Calculation breakdown
- Principal: ₹21,00,000
- Estimated interest: ₹2,97,75,121
- Estimated maturity: ₹3,18,75,121
Scenario comparison
Different tenures
| Years | Interest | Maturity |
|---|---|---|
| 5 | ₹16,00,918 | ₹37,00,918 |
| 10 | ₹44,22,281 | ₹65,22,281 |
| 15 | ₹93,94,488 | ₹1,14,94,488 |
| 20 | ₹1,81,57,215 | ₹2,02,57,215 |
Different principal amounts (±15–25%)
| Scenario | Principal | Interest | Maturity |
|---|---|---|---|
| -25% vs base | ₹15,75,000 | ₹2,23,31,341 | ₹2,39,06,341 |
| -15% vs base | ₹17,85,000 | ₹2,53,08,853 | ₹2,70,93,853 |
| 15% vs base | ₹24,15,000 | ₹3,42,41,389 | ₹3,66,56,389 |
| 25% vs base | ₹26,25,000 | ₹3,72,18,901 | ₹3,98,43,901 |
Different return assumptions (same P and tenure)
| Scenario | Rate | Interest | Maturity |
|---|---|---|---|
| -25% vs base | 9% | ₹1,45,13,275 | ₹1,66,13,275 |
| -15% vs base | 10.2% | ₹1,95,06,159 | ₹2,16,06,159 |
| Base rate | 12% | ₹2,97,75,121 | ₹3,18,75,121 |
| 15% vs base | 13.8% | ₹4,46,34,068 | ₹4,67,34,068 |
| 25% vs base | 15% | ₹5,80,12,870 | ₹6,01,12,870 |
Comparison: lumpsum vs SIP (illustrative)
For perspective, an illustrative SIP of ₹7,292 per month at 12% for 24 years could land near ₹1,21,97,235 — different risk/return path than a one-time lumpsum; not a recommendation.
Lumpsum vs SIP is not a moral choice — it is a cash-flow and risk trade-off. If you already hold a large corpus, lumpsum deployment may be appropriate; if you are early in your career, SIPs can enforce discipline.
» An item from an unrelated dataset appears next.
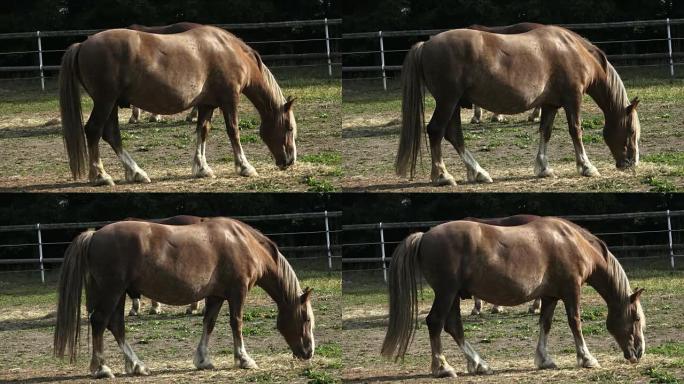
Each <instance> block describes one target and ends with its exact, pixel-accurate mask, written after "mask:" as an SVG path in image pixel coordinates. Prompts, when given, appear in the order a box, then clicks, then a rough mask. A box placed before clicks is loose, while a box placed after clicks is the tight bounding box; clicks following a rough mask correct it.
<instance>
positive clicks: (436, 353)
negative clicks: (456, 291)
mask: <svg viewBox="0 0 684 384" xmlns="http://www.w3.org/2000/svg"><path fill="white" fill-rule="evenodd" d="M455 296H456V294H455V293H451V292H449V293H442V292H435V300H434V301H433V302H432V308H431V309H430V313H429V314H428V316H427V318H426V319H425V322H426V323H427V326H428V332H429V333H430V349H431V351H432V363H431V369H432V375H433V376H434V377H456V371H454V369H453V368H452V367H451V365H449V363H448V362H447V361H446V357H444V354H443V353H442V340H441V334H442V329H443V328H444V324H445V322H446V317H447V315H448V313H449V309H450V308H451V303H452V302H453V300H454V297H455Z"/></svg>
Use both calculators on EasyCal to stress-test assumptions.
Frequently asked questions
- What is the future value of ₹21,00,000 at 12% for 24 years?
- Under annual compounding (illustrative), maturity is about ₹3,18,75,121 with interest near ₹2,97,75,121. Actual mutual fund lumpsum returns are not guaranteed.
- Lumpsum vs SIP — which is better?
- Lumpsum deploys capital immediately; SIP spreads entries over time. Risk/return profiles differ — use both calculators for perspective.
- Is this mutual fund lumpsum calculator India specific?
- It uses rupee amounts and common search intent for Indian investors; returns are illustrative, not a fund quote.
- Does this include tax?
- No — capital gains tax rules vary by asset and holding period.
- Can I change the return assumption?
- Yes — rerun with a lower rate for conservative planning.
- Where can I explore more scenarios?
- Use the internal links below for nearby principals, tenures, and rates.
Internal linking — related lumpsum calculator pages
Explore nearby scenarios on EasyCal — each link opens a calculator page with matching inputs (programmatic SEO).
- Lumpsum — 22 lakh · 24 years @ 12%
- Lumpsum — 23 lakh · 24 years @ 12%
- Lumpsum — 26 lakh · 24 years @ 12%
- Lumpsum — 31 lakh · 24 years @ 12%
- Lumpsum — 20 lakh · 24 years @ 12%
- Lumpsum — 19 lakh · 24 years @ 12%
- Lumpsum — 16 lakh · 24 years @ 12%
- Lumpsum — 36 lakh · 24 years @ 12%
- Lumpsum — 11 lakh · 24 years @ 12%
- Lumpsum — 21 lakh · 26 years @ 12%
Illustrative compounding only — not investment advice.